In Ohio, meanwhile, the national GOP strategist argued Democrats can “run the Romney playbook” on Moreno, making “him out to look like an enemy of the working class.

“There’s going to be a significant amount of Trump/Brown voters. The question is: what can [Moreno] keep that margin at?” the operative said.

“The challenge remains — can Bernie Moreno stand on his own a little bit?” they added

A GOP operative with ties to the Moreno campaign pushed back on that characterization and noted that at this time last cycle, now-Sen. JD Vance (R-Ohio) was down double digits to former Rep. Tim Ryan (D-Ohio), and that Moreno is only down by five, adding that Brown has already gone negative with his ads.

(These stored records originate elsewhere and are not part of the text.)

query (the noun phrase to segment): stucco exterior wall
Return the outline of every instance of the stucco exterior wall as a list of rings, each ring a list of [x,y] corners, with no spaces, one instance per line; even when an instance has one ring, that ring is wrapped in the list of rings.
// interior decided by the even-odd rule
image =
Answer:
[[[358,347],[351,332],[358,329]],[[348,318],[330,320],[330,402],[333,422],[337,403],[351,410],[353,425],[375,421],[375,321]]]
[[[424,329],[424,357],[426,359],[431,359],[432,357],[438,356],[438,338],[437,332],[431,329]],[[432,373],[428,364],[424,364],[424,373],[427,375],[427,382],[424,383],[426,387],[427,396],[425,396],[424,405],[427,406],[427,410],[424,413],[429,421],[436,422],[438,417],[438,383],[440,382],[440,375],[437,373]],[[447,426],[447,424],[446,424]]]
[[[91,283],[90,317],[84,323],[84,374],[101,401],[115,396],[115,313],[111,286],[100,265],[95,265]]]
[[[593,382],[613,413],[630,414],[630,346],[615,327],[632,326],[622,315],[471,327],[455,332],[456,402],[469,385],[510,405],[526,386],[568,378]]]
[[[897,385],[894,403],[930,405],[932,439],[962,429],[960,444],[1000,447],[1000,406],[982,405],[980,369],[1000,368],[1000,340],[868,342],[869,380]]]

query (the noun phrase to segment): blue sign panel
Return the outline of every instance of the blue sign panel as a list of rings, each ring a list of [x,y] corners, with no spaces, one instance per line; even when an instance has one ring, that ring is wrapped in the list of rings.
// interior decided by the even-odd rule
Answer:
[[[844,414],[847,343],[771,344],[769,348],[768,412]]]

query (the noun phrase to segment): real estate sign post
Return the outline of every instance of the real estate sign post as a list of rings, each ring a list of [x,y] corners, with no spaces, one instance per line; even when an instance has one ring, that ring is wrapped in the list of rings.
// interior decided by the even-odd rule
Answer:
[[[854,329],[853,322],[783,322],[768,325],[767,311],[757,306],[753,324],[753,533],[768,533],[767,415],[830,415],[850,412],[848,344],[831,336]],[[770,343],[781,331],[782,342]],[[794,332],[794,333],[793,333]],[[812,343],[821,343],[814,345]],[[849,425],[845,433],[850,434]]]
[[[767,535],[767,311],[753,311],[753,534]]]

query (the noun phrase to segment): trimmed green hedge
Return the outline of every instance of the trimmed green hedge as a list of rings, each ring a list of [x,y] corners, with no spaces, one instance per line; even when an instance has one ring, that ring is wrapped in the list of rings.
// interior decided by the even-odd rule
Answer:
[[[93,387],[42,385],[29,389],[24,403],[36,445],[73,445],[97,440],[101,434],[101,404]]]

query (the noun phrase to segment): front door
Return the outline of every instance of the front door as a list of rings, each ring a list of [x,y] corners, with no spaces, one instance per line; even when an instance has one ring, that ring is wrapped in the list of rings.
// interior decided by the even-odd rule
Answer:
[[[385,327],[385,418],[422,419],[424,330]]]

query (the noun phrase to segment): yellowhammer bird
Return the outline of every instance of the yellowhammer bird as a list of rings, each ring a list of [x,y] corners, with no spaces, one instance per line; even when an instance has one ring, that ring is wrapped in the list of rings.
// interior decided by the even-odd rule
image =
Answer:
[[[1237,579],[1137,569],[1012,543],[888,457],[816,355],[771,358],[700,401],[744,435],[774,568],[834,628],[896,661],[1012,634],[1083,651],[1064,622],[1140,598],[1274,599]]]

“Any smart operative knows that as statewide name-ID equalizes in the fall, Sherrod Brown’s blind loyalty to Biden is exposed and momentum for Trump-aligned candidate Bernie Moreno’s campaign surges,” the operative continued. “It’s going to be difficult for Brown to hold on in November.”

Republicans are also quick to note a number of the ads the Brown campaign has run so far are the types of spots they would consider running for a GOP candidate. Headlining those are recent ads spotlighting hollowed-out automobile plants and affected workers and Brown’s work to mandate that U.S. steel is used for all federally funded infrastructure projects.

An outside group tied to Senate Majority Leader Chuck Schumer (D-N.Y.) also has a recent ad out highlighting  the Interdict Act, which Brown worked on with Trump to prevent fentanyl and other drugs from entering the U.S. It’s that type of messaging that are prompting members to push Trump increasingly into those states.

“What our folks obviously were interested in is just making sure that he sets the record straight and that people in those states understand who he’s backing and that there be no confusion,” Thune said. “There are lots of allusions … in those campaigns to places where they now agree with Trump or are very suggestive that they’re friends and work with him, etcetera.”

“The differences will probably become clear over time,” he added.